Pré-campanha: o que já é possível fazer

Por Diana Câmara / via Blog do MagnoÀ medida que o calendário eleitoral avança e o ambiente político começa a se movimentar, surge uma dúvida recorrente entre agentes públicos, pré-candidatos e assessores: afinal, o que já é possível fazer antes do registro formal de candidatura? A resposta exige análise técnica, pois a linha que separa a legítima manifestação política da propaganda eleitoral antecipada continua sendo um dos pontos mais sensíveis do Direito Eleitoral, sobretudo em um cenário marcado pela comunicação digital permanente e pelo uso estratégico das redes sociais.

A legislação brasileira, especialmente a partir das alterações promovidas nos últimos anos, ampliou o espaço de liberdade na chamada pré-campanha. O art. 36-A da Lei nº 9.504/1997 estabelece que determinadas condutas não configuram propaganda eleitoral antecipada, desde que não haja pedido explícito de voto. Esse é o núcleo da regra. Pode haver manifestação política, pode haver exposição de ideias, pode haver construção de posicionamento público; o que não se admite, antes de 15 de agosto do ano da eleição, é o pedido direto e inequívoco de voto.

O Tribunal Superior Eleitoral consolidou entendimento no sentido de que somente o pedido explícito de voto caracteriza, em regra, a propaganda antecipada. Expressões como “vote em mim”, “peço seu voto” ou “conto com seu apoio nas urnas” são exemplos clássicos de conduta vedada quando praticadas antes do período legal. Por outro lado, a jurisprudência admite a exaltação de qualidades pessoais, a divulgação de posicionamentos políticos, a menção à futura candidatura, a crítica a adversários e a defesa de projetos e propostas. O critério adotado é objetivo, mas não ingênuo: a Justiça Eleitoral também considera o contexto e a intenção evidente de influenciar o eleitorado quando a comunicação, ainda que sem fórmula explícita, revele inequívoco caráter eleitoral.

Um dos pontos mais sensíveis para 2026 envolve o impulsionamento de conteúdo nas redes sociais. O TSE tem admitido o impulsionamento na pré-campanha, desde que o conteúdo esteja dentro dos limites do art. 36-A e não contenha pedido explícito de voto. Contudo, a análise deixa de ser meramente formal quando se verifica investimento elevado, estratégia massiva de alcance ou construção de narrativa claramente voltada à captação antecipada do eleitorado. Nesses casos, pode surgir discussão não apenas sobre propaganda antecipada, mas também sobre eventual abuso de poder econômico, a depender da dimensão e do impacto da conduta.
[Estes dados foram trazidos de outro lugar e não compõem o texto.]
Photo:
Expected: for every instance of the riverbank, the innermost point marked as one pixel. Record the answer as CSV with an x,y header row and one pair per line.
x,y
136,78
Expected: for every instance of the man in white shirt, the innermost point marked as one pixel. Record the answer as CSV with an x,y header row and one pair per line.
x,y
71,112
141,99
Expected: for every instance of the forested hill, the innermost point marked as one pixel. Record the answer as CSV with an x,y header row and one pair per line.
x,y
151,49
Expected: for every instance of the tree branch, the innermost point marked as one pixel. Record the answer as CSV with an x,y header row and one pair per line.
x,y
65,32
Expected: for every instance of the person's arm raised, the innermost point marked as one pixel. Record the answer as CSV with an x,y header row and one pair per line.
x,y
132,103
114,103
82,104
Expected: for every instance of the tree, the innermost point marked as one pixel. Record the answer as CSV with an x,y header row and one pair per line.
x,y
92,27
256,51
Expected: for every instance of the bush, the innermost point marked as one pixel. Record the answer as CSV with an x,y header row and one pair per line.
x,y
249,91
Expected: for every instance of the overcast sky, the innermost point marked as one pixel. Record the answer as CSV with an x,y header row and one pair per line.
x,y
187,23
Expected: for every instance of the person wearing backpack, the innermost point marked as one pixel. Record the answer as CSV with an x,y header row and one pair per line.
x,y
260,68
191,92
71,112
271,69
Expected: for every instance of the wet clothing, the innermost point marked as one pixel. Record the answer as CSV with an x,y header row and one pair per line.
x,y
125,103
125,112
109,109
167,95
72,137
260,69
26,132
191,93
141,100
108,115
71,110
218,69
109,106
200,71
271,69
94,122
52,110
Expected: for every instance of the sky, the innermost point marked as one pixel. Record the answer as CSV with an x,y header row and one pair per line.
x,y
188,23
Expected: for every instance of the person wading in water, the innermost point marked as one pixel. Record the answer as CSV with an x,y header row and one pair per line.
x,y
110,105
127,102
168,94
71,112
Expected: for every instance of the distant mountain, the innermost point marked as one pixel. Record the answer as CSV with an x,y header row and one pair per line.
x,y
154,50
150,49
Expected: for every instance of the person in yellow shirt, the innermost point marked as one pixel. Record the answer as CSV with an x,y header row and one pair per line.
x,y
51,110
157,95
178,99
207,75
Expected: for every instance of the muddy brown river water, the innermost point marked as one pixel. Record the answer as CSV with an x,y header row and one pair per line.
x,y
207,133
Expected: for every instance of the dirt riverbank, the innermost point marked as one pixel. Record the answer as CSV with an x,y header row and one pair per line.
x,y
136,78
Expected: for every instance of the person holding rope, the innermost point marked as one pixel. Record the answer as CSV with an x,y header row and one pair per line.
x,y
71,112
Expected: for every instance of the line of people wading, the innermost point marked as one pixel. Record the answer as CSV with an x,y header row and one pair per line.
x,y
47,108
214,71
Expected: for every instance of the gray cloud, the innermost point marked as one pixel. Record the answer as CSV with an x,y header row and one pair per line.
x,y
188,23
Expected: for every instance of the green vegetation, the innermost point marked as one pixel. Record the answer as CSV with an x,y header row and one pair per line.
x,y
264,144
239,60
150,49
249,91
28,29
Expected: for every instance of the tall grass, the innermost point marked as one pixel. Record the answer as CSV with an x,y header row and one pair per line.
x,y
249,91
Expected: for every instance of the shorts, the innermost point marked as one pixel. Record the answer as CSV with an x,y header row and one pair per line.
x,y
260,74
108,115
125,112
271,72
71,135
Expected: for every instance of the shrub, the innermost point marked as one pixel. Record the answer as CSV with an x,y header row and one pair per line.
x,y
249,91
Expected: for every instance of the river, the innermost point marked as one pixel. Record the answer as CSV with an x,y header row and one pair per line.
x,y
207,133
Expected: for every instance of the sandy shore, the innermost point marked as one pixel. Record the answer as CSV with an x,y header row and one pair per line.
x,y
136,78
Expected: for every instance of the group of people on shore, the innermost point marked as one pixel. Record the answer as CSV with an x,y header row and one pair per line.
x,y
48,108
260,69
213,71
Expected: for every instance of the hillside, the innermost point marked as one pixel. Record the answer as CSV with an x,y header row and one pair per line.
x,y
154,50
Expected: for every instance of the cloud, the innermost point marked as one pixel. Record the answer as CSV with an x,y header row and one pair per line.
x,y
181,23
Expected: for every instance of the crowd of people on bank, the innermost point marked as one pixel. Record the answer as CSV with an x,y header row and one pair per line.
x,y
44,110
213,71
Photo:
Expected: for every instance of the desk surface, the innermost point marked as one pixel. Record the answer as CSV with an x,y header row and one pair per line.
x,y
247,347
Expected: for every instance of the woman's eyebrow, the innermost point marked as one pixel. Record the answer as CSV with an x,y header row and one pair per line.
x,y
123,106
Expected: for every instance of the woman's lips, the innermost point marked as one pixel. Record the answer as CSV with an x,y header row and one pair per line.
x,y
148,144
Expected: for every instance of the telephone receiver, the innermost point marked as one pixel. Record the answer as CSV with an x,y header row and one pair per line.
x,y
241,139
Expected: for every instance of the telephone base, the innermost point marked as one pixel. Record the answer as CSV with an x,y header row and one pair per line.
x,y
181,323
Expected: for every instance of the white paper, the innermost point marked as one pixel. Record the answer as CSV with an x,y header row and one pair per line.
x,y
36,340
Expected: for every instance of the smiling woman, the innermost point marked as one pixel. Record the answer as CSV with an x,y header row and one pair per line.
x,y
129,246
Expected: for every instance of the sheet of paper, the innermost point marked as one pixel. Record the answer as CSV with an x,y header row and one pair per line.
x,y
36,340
No mesmo sentido, entrevistas, participações em debates, lives e manifestações em redes sociais são admitidas pela legislação e pela jurisprudência. O simples fato de mencionar uma possível candidatura futura não configura irregularidade. O cuidado, entretanto, deve recair sobre a linguagem utilizada, a adoção de slogans típicos de campanha, a estrutura profissional de marketing já organizada com evidente finalidade eleitoral e a repetição sistemática de mensagens que ultrapassem a mera exposição de ideias para se aproximarem de verdadeiro pedido de voto disfarçado.

Também é legítima a participação em eventos partidários, congressos, encontros com apoiadores e reuniões políticas internas. A irregularidade pode surgir quando tais eventos assumem formato de comício antecipado ou quando há convocação direta do eleitorado com pedido explícito de apoio eleitoral. Mais uma vez, a análise é contextual e exige prudência estratégica.

O que se observa, portanto, é que a pré-campanha tornou-se um espaço juridicamente reconhecido de construção de imagem política e de debate público. A legislação atual prestigia a liberdade de expressão e o direito ao posicionamento político, mas impõe limites claros. A Justiça Eleitoral costuma observar três elementos centrais: a existência de pedido explícito de voto, o contexto e a intenção eleitoral manifesta e o potencial desequilíbrio na disputa.

Em 2026, com a intensificação da comunicação digital, do marketing político estruturado e do uso de tecnologias cada vez mais sofisticadas, a fiscalização tende a ser ainda mais rigorosa. A pré-campanha não é território livre, mas tampouco é zona proibida. Trata-se de um espaço de liberdade responsável, em que estratégia política e segurança jurídica precisam caminhar juntas. Ignorar esses limites pode resultar em multa por propaganda antecipada, representações eleitorais e, em hipóteses mais graves, discussões sobre abuso de poder.

Mais do que nunca, o cenário que se desenha exige planejamento técnico e consciência jurídica. A disputa eleitoral começa antes do registro, mas não pode começar fora da lei.